The Brynthwaite Boys - Season One - Part Three
Page 20
Seeing her cousin was a surprise, but in current circumstances, it couldn’t be called a pleasant one. Elizabeth was gorgeous in her blue silk, her hair done up with ribbons and pearls, and just the right amount of rouge tinting her lips, but when Alex looked at her, all she saw was a peacock and a traitor.
“Which wretched man?” she asked. She took a deep breath, stepped away from the fountain where she’d been staring at her miserable reflection, and left her gloomy thoughts behind her.
“Jason,” Elizabeth growled.
“Is Mr. Throckmorton coming to Mother’s wedding?” Alex asked. She thought she’d seen him and Flossie heading to the train station with suitcases in hand as she’d left the hospital after her early-morning check-in.
“I told him he should be here,” Elizabeth said, kid gloved hands clenched into fists. “I sent him not one, but two notes this morning demanding his presence. The wedding begins within twenty minutes. What does he think he’s about?”
“I think he’s about conducting his life the way he sees fit,” Alex fired back.

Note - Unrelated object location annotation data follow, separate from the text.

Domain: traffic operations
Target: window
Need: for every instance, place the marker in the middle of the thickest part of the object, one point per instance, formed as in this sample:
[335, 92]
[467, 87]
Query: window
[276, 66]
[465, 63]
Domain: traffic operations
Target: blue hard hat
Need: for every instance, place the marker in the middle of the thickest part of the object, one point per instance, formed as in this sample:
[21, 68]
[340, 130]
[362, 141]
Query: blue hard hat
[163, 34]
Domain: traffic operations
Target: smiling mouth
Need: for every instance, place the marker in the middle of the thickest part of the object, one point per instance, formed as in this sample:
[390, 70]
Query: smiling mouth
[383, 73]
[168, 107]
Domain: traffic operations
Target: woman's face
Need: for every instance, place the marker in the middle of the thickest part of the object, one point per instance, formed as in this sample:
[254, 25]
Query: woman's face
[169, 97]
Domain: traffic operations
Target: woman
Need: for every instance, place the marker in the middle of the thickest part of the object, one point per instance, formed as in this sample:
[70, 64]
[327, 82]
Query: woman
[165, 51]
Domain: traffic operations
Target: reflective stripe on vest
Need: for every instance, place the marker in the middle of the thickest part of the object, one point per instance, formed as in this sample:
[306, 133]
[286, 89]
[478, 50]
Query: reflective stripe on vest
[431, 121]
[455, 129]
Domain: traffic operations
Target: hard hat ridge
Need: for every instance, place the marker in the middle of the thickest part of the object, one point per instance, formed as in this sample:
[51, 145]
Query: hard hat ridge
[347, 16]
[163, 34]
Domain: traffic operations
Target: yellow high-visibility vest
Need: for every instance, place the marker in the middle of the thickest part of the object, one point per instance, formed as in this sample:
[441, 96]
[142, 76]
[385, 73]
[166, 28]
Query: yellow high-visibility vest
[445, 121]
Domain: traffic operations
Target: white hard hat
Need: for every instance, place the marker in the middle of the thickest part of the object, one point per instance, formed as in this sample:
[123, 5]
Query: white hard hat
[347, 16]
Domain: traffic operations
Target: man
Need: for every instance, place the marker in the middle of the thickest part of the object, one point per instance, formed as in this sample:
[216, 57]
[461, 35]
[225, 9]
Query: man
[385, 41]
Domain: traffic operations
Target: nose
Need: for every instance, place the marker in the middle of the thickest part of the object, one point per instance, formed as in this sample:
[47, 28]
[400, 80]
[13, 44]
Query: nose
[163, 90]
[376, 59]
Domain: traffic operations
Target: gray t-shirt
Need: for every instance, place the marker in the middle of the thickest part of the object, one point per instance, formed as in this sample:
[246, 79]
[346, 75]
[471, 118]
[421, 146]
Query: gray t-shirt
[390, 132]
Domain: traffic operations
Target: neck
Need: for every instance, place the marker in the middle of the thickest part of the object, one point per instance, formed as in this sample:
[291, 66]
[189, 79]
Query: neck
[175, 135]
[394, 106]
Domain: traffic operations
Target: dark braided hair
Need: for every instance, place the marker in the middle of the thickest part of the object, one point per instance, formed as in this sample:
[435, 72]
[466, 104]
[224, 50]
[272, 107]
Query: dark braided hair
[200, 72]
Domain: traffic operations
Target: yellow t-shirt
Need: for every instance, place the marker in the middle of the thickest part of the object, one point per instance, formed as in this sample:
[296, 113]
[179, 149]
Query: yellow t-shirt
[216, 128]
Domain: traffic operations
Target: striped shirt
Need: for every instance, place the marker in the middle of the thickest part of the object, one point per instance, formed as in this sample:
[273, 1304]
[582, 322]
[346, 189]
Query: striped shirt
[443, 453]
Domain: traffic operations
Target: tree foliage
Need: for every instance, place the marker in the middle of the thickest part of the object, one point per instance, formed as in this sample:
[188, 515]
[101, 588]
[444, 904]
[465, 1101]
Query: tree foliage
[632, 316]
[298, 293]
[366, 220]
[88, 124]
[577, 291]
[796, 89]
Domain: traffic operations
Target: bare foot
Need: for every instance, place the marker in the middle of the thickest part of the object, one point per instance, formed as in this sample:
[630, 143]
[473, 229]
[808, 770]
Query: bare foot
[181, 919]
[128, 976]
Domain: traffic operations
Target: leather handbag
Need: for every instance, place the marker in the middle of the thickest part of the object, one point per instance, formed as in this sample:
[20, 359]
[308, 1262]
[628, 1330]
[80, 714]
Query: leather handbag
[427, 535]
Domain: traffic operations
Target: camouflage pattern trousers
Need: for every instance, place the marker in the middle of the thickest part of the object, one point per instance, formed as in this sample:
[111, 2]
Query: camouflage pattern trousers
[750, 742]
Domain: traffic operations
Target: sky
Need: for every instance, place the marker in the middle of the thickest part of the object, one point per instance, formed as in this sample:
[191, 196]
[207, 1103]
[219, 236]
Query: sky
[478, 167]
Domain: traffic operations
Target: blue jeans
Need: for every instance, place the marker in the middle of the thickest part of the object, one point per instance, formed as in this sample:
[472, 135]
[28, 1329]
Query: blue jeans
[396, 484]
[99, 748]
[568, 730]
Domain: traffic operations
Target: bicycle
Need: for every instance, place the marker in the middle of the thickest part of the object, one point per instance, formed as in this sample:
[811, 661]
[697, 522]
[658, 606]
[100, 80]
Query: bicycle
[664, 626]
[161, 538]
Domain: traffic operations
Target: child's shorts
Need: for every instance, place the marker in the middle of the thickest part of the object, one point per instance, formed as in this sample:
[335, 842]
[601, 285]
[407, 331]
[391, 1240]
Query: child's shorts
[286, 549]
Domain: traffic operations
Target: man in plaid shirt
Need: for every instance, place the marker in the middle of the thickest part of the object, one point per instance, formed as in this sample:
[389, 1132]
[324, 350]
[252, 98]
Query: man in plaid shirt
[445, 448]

The indignant sneer that Elizabeth sent her only served to spark a brief feeling of satisfaction in Alex’s breast. She shouldn’t be the only one unable to get what she wanted.
“That’s ridiculous.” Elizabeth brushed her off with a wave of her hand. “I told him to be here, he should be here.”
“My lady, your mother is looking for you.”
Alex turned to find Polly striding toward them, her pretty face serious for a change. Elizabeth must have told her maid to dress in something other than the standard black, but rather than opting for a subtle gray or taupe, as most lady’s maids would, Polly wore bright green. It highlighted her rather Irish coloring, bringing out the green in her eyes and the ginger in her hair. Hair that was done up in a fashionable style. In fact, as Polly paused by Elizabeth’s side, she looked less like Elizabeth’s maid and more like her dear friend.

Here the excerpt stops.